Das Tanken nahm eine längere Zeit in Anspruch. Als die Dame am Morgen das Haus verließ, brachte sie Rolf zu ihrem Wagen. Sie küssten sich, sie zog die flachen Schuhe an, betätigte die Zündung und fuhr davon.
Am Abend erschien sie, um ihre Schulden zu begleichen und erwartete eine größere Inspektion.
Er fragte, was sie denn darunter verstünde. Nun, so meinte sie, das sei doch ganz einfach, eine gründliche Durchsuchung und Überprüfung, ob bei ihr eine Schraube locker ist.
Ihr ganzes Leben waren Karin und Eva unzertrennliche Freundinnen. Sie hatten sich im Kindergarten kennengelernt. Wie das damals genau geschah, das variiert in ihrer Erinnerung. Ihre Freundschaft hielt an, als sie die Schule besuchten. Ihre Bindung festigte sich sogar noch. Als Eva drohte, wegen ihrer eklatanten Defizite in Mathematik und Physik sitzen zu bleiben, sagte Karin:
„Wenn du sitzen bleibst, dann bleibe ich auch sitzen! Ich will mit niemand anderen auf einer Schulbank sitzen!“
„Auf keinen Fall!“ protestierte Eva. „Hilf mir lieber hier heraus!“
Sie schafften es beide, auch künftig niemals sitzen zu bleiben. Auch die Ferien verbrachten sie stets gemeinsam. Als sie noch klein waren, reisten sie abwechselnd einmal zusammen mit diesen oder jenen Eltern. Das entlastete dann immer wieder das andere Elternpaar. Sie wussten stets, ihre Tochter war gut aufgehoben. Überhaupt, beide Eltern respektierten diese innige Freundschaft; sie hatten wohl auch keine andre Wahl. Wer weiß, was sich die beiden hätten einfallen lassen, um ihren Willen durchzusetzen.
Dabei waren die beiden recht unterschiedlicher Natur. Karin war ruhig, besonnen, beständig, auch etwas ängstlich, zurückgenommen aber keineswegs verschlossen, schon gar nicht gegenüber ihrer Freundin. Eva dagegen sprudelte, flatterte gern unentschlossen umher; sie war unternehmungslustig, schloss rasch Kontakte, die ihr nutzten; sie war leichtsinnig, ignorierte Gefahren, hatte aber immer wieder Glück, unbeschadet davonzukommen. Beide respektierten ihre unterschiedlichen Charakterstrukturen, ahnten wohl, wie sehr sie einander ergänzten.

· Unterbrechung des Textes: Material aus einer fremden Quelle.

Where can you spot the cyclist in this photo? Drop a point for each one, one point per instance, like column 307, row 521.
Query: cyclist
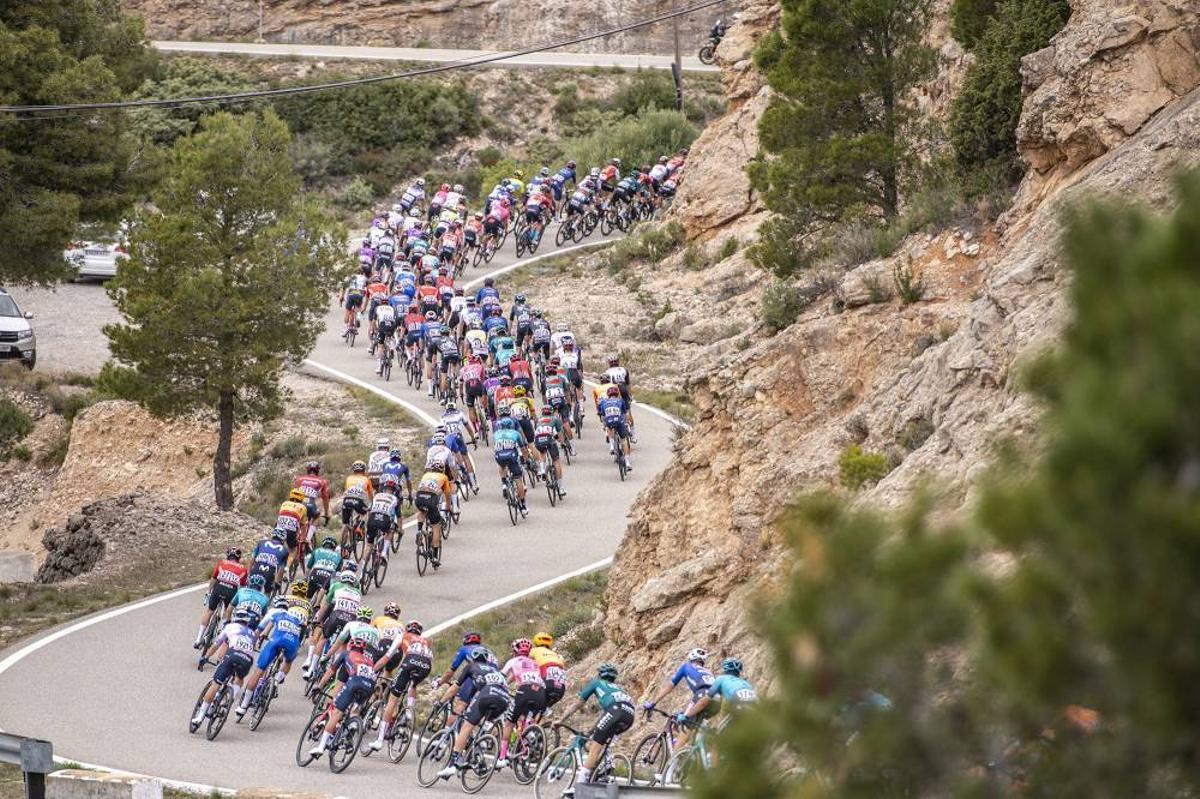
column 508, row 444
column 490, row 702
column 528, row 692
column 322, row 565
column 282, row 626
column 384, row 514
column 227, row 577
column 550, row 664
column 270, row 557
column 360, row 673
column 238, row 638
column 415, row 664
column 697, row 678
column 339, row 606
column 546, row 437
column 611, row 410
column 433, row 493
column 617, row 716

Auch ihre Berufsausbildung begannen sie gemeinsam. Eva wählte das Bankwesen trotz ihrer Aversion gegenüber der Mathematik. Aber es gab immer klügere Computer, die ihre Ignoranz im Rechnen kompensierten. Das Fach Versicherungsmathematik bereitete ihr allerdings schier unüberwindbare Schwierigkeiten. Da musste sie bei der Abschlussprüfung mit ihrer vorzüglichen Weiblichkeit unkonventionelle Wege beschreiten. Zum Glück bestand die Prüfungskommission ausschließlich aus Männern. Die Kommission war sich einig darüber, dass Eva am Schalter einer Bank als Kundenmagnet sehr geeignet war. So war auch Evas Hauptargument für ihre Berufswahl, dass Frau am Schalter stets gut gekleidet sein musste, und somit hervorragend zur Geltung kam.

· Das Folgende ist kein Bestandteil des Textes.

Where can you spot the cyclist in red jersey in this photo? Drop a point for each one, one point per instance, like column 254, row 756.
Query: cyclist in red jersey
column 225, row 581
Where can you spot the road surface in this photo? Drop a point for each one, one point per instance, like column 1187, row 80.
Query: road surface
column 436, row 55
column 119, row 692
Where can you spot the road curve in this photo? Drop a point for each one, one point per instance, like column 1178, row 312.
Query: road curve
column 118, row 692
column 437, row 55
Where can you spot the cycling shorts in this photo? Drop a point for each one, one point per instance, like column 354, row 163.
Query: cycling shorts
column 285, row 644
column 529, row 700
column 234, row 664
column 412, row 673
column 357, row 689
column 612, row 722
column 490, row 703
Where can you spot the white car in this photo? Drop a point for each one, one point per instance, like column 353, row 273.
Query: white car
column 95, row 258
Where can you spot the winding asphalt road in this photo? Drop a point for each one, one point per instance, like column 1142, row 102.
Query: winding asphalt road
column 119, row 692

Karin war fasziniert von den Weißen-Kittel-Berufen. Medizin, Forschung, Labor waren ihre Geheimkombination. Sie wurde medizinisch-technische Assistentin. Ihre Zuverlässigkeit und Gewissenhaftigkeit bei ihrer Arbeit trugen ihr schon bald Ansehen und Beliebtheit seitens der Vorgesetzten ein. Ein Expansionswunsch begann virulent zu keimen, vielleicht reicht es ja eines Tages zu einem Medizinstudium.